ПРЕЛОМЛЕНИЕ СВЕТА В ТЮРЬМЕ

(Изложенное труффидианскими монахами, заключенными в подземельях Хагифа, ибо не утратили пи душевного здоровья, ни надежды.)

Трактат, написанный братом Пиком

братом Челнодубинка

братом Старомавром

братом Сириным

братом Серым

и (к несчастью, заключенной в отдельном каземате, общающейся с нами посредством исключительно силы мысли) сестрой Ловчей

А на следующей странице:

ГЛАВА ПЕРВАЯ:

МИСТИЧЕСКИЕ СТРАСТИ

Самые мистические изо всех страстей те, что в ходу у водного народа в нижнем течении Моли, ибо хотя они хранят безбрачие и большую часть своей жизни проводят в воде, они достигают с подругами единения, способного ошеломить не столь возвышенных нас, кто приравнивает любовь к соитию. Разумеется, их женщины никогда не становятся объектами желания, ибо иначе утратили бы присущий им эротизм.

Дарден нетерпеливо читал дальше, ладони у него вспотели, во рту пересохло, — но нет, он не встанет за стаканом воды из-под крана, не сбросит своего напряжения, пусть оно горит, как должна пылать, читая эти самые слова, его возлюбленная. Ведь если он поистине миссионер, самого себя обращающий на путь истинной любви, то не может остановиться.

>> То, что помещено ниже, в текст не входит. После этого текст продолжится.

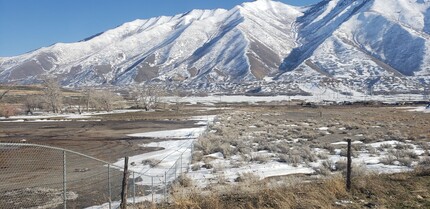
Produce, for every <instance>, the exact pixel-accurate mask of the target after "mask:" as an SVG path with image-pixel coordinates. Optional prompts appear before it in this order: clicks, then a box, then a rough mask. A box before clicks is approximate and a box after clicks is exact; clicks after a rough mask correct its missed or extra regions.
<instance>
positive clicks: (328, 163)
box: [321, 160, 336, 171]
mask: <svg viewBox="0 0 430 209" xmlns="http://www.w3.org/2000/svg"><path fill="white" fill-rule="evenodd" d="M321 165H322V166H323V167H324V168H326V169H328V170H330V171H336V163H335V162H333V161H331V160H324V161H323V162H322V163H321Z"/></svg>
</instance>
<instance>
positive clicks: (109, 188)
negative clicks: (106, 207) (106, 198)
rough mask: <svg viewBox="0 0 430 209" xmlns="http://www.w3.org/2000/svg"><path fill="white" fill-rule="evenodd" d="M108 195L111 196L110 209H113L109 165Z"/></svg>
mask: <svg viewBox="0 0 430 209" xmlns="http://www.w3.org/2000/svg"><path fill="white" fill-rule="evenodd" d="M108 194H109V209H112V185H111V183H110V164H108Z"/></svg>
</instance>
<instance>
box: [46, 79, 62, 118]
mask: <svg viewBox="0 0 430 209" xmlns="http://www.w3.org/2000/svg"><path fill="white" fill-rule="evenodd" d="M42 85H43V93H44V98H45V102H46V103H47V105H48V107H49V109H51V110H52V112H54V113H59V112H60V111H61V108H62V105H63V93H62V91H61V87H60V84H59V83H58V81H57V80H56V79H55V78H53V77H45V78H44V79H43V80H42Z"/></svg>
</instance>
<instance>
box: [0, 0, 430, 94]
mask: <svg viewBox="0 0 430 209" xmlns="http://www.w3.org/2000/svg"><path fill="white" fill-rule="evenodd" d="M429 55H430V1H428V0H324V1H322V2H320V3H318V4H315V5H311V6H306V7H293V6H289V5H286V4H284V3H281V2H277V1H271V0H257V1H253V2H248V3H244V4H242V5H238V6H236V7H234V8H232V9H230V10H224V9H217V10H193V11H190V12H188V13H184V14H179V15H176V16H172V17H165V16H162V17H156V18H151V19H147V20H135V21H133V22H129V23H125V24H123V25H121V26H119V27H117V28H114V29H112V30H108V31H106V32H104V33H101V34H97V35H95V36H93V37H90V38H87V39H85V40H82V41H80V42H77V43H58V44H55V45H52V46H49V47H45V48H41V49H38V50H35V51H33V52H29V53H27V54H23V55H20V56H16V57H4V58H0V82H2V83H6V82H15V83H16V82H17V83H33V82H37V80H38V79H39V78H40V76H41V75H43V74H51V75H56V76H57V77H58V78H59V79H60V80H61V82H62V84H63V85H64V86H69V87H76V86H86V85H91V86H94V85H95V86H100V85H116V86H126V85H130V84H142V83H147V82H157V83H163V84H166V85H173V86H176V87H178V86H180V87H183V88H190V89H193V90H195V89H205V90H212V91H227V90H228V91H237V92H246V91H249V90H250V89H251V90H256V89H257V90H258V91H262V92H273V91H276V92H277V93H288V92H287V91H289V92H290V93H291V91H293V92H301V93H303V92H313V91H316V89H322V88H329V89H331V90H333V91H339V92H341V93H342V92H343V93H345V92H350V93H351V92H352V93H354V92H361V93H365V92H369V91H373V92H380V93H402V92H424V91H426V90H428V87H429V84H430V56H429Z"/></svg>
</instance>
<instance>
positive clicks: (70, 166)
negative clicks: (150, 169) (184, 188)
mask: <svg viewBox="0 0 430 209" xmlns="http://www.w3.org/2000/svg"><path fill="white" fill-rule="evenodd" d="M192 142H193V141H192V140H191V143H189V144H188V146H187V147H186V148H185V149H181V150H179V149H178V151H180V153H176V155H175V156H178V154H179V157H178V158H177V159H176V161H174V163H172V162H173V161H171V160H170V161H166V162H160V163H163V166H162V168H156V167H155V168H154V169H157V172H150V170H146V171H145V172H143V171H135V170H133V169H131V170H129V184H128V185H129V186H128V191H127V193H128V197H129V198H128V203H130V204H131V206H136V205H137V204H139V203H142V202H147V203H152V204H154V203H155V202H163V201H167V200H168V197H169V189H170V186H171V185H172V183H173V182H174V181H175V180H176V179H177V178H178V177H179V176H180V175H182V174H183V173H185V172H187V171H188V169H189V167H190V166H189V165H190V163H191V157H192V152H193V143H192ZM170 164H171V166H170ZM169 166H170V167H169ZM163 171H164V172H163ZM151 173H157V174H151ZM122 178H123V166H118V165H117V164H111V163H109V162H106V161H103V160H100V159H97V158H94V157H91V156H88V155H85V154H82V153H78V152H74V151H71V150H67V149H62V148H57V147H50V146H44V145H38V144H26V143H0V182H1V183H0V208H91V209H96V208H109V209H110V208H118V207H119V205H120V200H121V189H122V188H121V185H122ZM132 208H133V207H132Z"/></svg>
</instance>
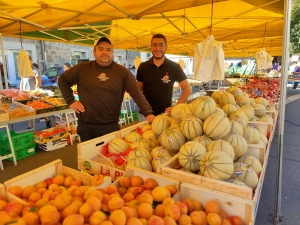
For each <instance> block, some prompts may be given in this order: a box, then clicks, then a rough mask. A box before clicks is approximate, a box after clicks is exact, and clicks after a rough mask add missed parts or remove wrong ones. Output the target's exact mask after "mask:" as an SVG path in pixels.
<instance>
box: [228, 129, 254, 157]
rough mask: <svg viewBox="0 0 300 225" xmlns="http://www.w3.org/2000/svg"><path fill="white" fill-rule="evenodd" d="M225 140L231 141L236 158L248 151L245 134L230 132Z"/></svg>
mask: <svg viewBox="0 0 300 225" xmlns="http://www.w3.org/2000/svg"><path fill="white" fill-rule="evenodd" d="M224 140H225V141H227V142H229V143H230V144H231V146H232V147H233V149H234V155H235V159H237V158H238V157H240V156H242V155H244V154H245V153H246V152H247V149H248V144H247V141H246V140H245V138H244V137H243V136H241V135H239V134H229V135H228V136H226V137H225V138H224Z"/></svg>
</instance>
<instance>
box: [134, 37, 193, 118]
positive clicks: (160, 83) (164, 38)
mask: <svg viewBox="0 0 300 225" xmlns="http://www.w3.org/2000/svg"><path fill="white" fill-rule="evenodd" d="M167 48H168V45H167V39H166V37H165V36H164V35H163V34H154V35H153V36H152V39H151V52H152V54H153V57H152V58H151V59H149V60H148V61H146V62H143V63H141V64H140V66H139V68H138V70H137V75H136V79H137V81H138V85H139V87H140V89H141V91H143V93H144V95H145V97H146V99H147V101H148V102H149V103H150V105H151V107H152V109H153V112H154V115H159V114H161V113H169V112H170V111H171V110H172V107H171V105H172V95H173V87H174V83H175V82H178V83H179V85H180V87H181V88H182V94H181V97H180V98H179V100H178V101H177V104H179V103H185V102H186V100H187V99H188V97H189V96H190V94H191V92H192V89H191V87H190V85H189V83H188V81H187V77H186V75H185V74H184V72H183V70H182V69H181V67H180V65H179V64H178V63H175V62H173V61H171V60H169V59H167V58H166V56H165V53H166V50H167Z"/></svg>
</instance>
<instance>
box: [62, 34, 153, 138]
mask: <svg viewBox="0 0 300 225" xmlns="http://www.w3.org/2000/svg"><path fill="white" fill-rule="evenodd" d="M93 53H94V57H95V60H94V61H89V62H81V63H79V64H77V65H75V66H74V67H72V68H70V69H69V70H67V71H65V72H64V73H63V74H62V75H61V76H60V77H59V79H58V85H59V88H60V90H61V93H62V96H63V98H64V99H65V100H66V102H67V103H68V104H69V105H70V107H71V108H72V109H74V110H75V112H76V116H77V118H78V128H77V133H78V134H79V136H80V139H81V141H87V140H90V139H93V138H96V137H100V136H102V135H105V134H108V133H111V132H114V131H117V130H119V129H120V127H119V115H120V110H121V103H122V101H123V97H124V93H125V91H127V92H128V93H129V94H130V96H131V97H132V98H133V100H134V101H135V103H136V104H137V105H138V107H139V109H140V112H141V114H143V115H144V116H146V120H147V121H149V122H152V120H153V119H154V118H155V116H154V115H153V112H152V109H151V106H150V105H149V103H148V102H147V101H146V99H145V97H144V95H143V94H142V92H141V91H140V90H139V87H138V85H137V83H136V80H135V78H134V76H132V74H131V73H130V71H129V70H128V69H127V68H126V67H124V66H121V65H119V64H117V63H115V62H114V61H113V46H112V44H111V42H110V40H109V39H108V38H106V37H102V38H100V39H99V40H98V42H97V43H96V45H95V46H94V50H93ZM73 85H77V91H78V96H79V101H76V100H75V98H74V96H73V91H72V89H71V87H72V86H73Z"/></svg>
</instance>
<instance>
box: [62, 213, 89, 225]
mask: <svg viewBox="0 0 300 225" xmlns="http://www.w3.org/2000/svg"><path fill="white" fill-rule="evenodd" d="M83 224H84V217H83V216H82V215H80V214H72V215H69V216H67V217H66V218H65V219H64V222H63V224H62V225H83Z"/></svg>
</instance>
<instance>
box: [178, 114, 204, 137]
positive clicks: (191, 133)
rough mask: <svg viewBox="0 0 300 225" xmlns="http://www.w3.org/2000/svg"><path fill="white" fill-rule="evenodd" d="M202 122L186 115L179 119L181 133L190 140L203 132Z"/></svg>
mask: <svg viewBox="0 0 300 225" xmlns="http://www.w3.org/2000/svg"><path fill="white" fill-rule="evenodd" d="M202 126H203V122H202V121H201V120H200V119H199V118H197V117H187V118H185V119H184V120H182V121H181V131H182V133H183V135H184V136H185V137H186V138H187V139H188V140H192V139H194V138H195V137H197V136H201V135H202V134H203V128H202Z"/></svg>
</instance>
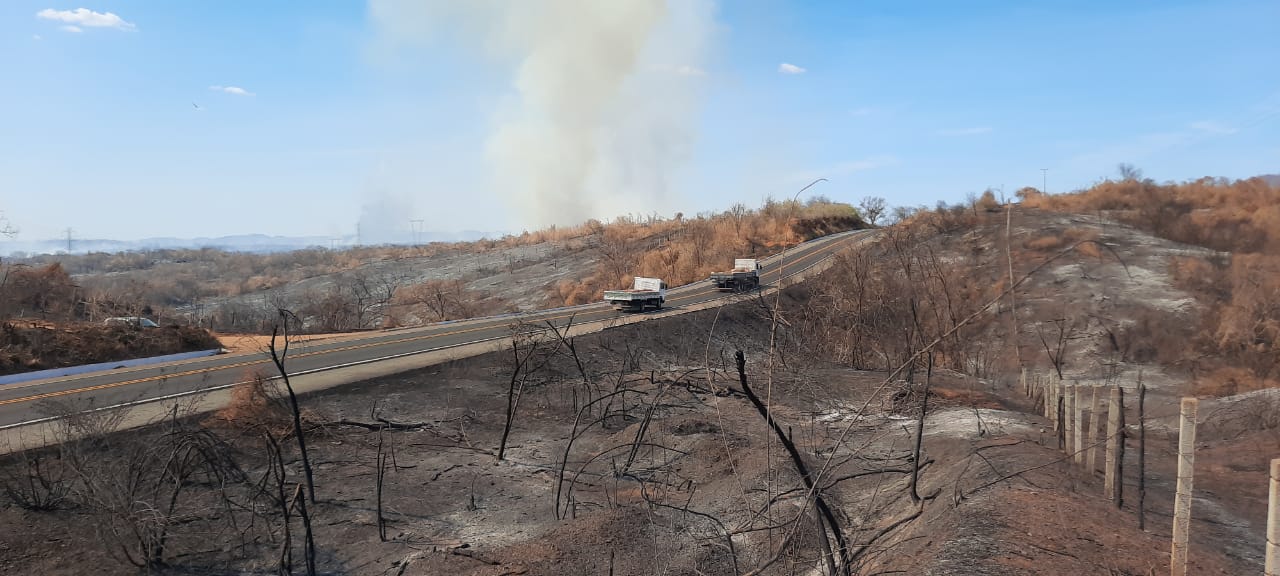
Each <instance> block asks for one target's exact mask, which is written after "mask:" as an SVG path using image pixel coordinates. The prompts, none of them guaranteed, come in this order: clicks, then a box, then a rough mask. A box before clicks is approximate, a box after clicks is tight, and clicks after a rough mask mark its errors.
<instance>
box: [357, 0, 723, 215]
mask: <svg viewBox="0 0 1280 576" xmlns="http://www.w3.org/2000/svg"><path fill="white" fill-rule="evenodd" d="M370 14H371V17H372V19H374V22H375V23H376V26H378V29H379V33H380V35H383V36H384V37H387V38H389V40H392V41H393V42H396V44H401V45H404V46H430V45H431V44H433V42H434V41H435V40H439V37H440V36H449V38H444V40H445V41H451V42H452V44H449V45H451V46H454V45H458V46H461V49H462V50H463V51H465V52H467V54H470V55H471V56H472V58H475V59H477V60H481V61H488V63H493V64H495V65H500V67H503V69H511V70H512V77H511V88H512V90H513V93H512V97H511V100H509V104H507V105H503V106H500V109H499V110H497V111H495V114H494V118H493V122H494V129H493V132H492V133H490V136H489V140H488V142H486V150H484V154H485V157H486V160H488V161H489V164H490V166H492V183H493V186H494V187H495V188H497V189H498V192H499V193H500V196H502V197H504V198H506V200H507V204H508V207H509V209H511V211H512V212H513V214H516V215H518V216H517V218H516V220H517V221H516V223H515V224H517V225H522V227H543V225H548V224H577V223H581V221H584V220H586V219H589V218H611V216H614V215H618V214H627V212H635V214H648V212H653V211H659V212H662V211H666V210H667V209H669V207H671V204H672V201H671V196H672V195H673V191H672V187H673V179H675V178H677V177H678V174H680V170H681V168H682V165H685V164H686V160H687V159H689V156H690V152H691V145H692V142H694V140H695V136H696V128H698V101H699V93H700V91H701V84H703V83H704V82H705V74H704V72H703V67H704V61H705V59H707V51H708V47H709V45H710V37H712V35H713V31H714V22H713V17H714V5H713V1H712V0H687V1H686V0H668V1H664V0H541V1H502V0H466V1H454V0H370ZM477 152H479V151H477Z"/></svg>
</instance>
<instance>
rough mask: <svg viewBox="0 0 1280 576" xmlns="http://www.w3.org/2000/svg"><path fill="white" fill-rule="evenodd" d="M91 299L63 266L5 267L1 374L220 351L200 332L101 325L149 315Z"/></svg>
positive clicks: (2, 309)
mask: <svg viewBox="0 0 1280 576" xmlns="http://www.w3.org/2000/svg"><path fill="white" fill-rule="evenodd" d="M150 314H151V310H150V308H147V307H146V306H137V305H134V306H124V305H120V303H118V302H114V301H110V300H102V298H95V297H92V296H86V294H84V291H83V289H82V288H81V287H79V285H77V284H76V283H74V282H73V280H72V278H70V275H68V274H67V271H65V270H64V269H63V266H61V265H60V264H58V262H54V264H49V265H44V266H38V268H37V266H24V265H3V266H0V374H15V372H26V371H33V370H46V369H54V367H64V366H77V365H83V364H97V362H111V361H119V360H128V358H140V357H147V356H163V355H172V353H179V352H193V351H201V349H212V348H218V347H219V343H218V339H216V338H214V337H212V335H211V334H209V333H207V332H205V330H204V329H200V328H192V326H183V325H172V324H170V325H165V326H161V328H157V329H142V328H138V326H129V325H114V326H108V325H102V324H99V321H101V320H102V319H104V317H106V316H116V315H127V316H134V315H150Z"/></svg>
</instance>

Снаружи по краю долины замерцали, заколебались фосфоресцентно-красные и голубые, зеленые и желтые огоньки, и Дарден догадался, что, наверное, полным ходом идет подготовка к Празднику Пресноводного Кальмара. Завтрашним вечером движение по бульвару Олбамут закроют на время парада, который выплеснется на прилегающие улицы, а с них — в остальной город. Вдоль бульвара зажгут свечки в абажурах из гофрированной бумаги, их свет станет походить на огоньки кальмаров, великих и малых, танцующих в полночных соленых волнах, которые с приливом входят в устье Моли. Торжества в честь сезона нереста, когда самцы ведут могучие битвы за самок и рыбаки на целый месяц отправляются бороздить территории похоти в надежде привезти назад достаточно мяса, чтобы протянуть до весны.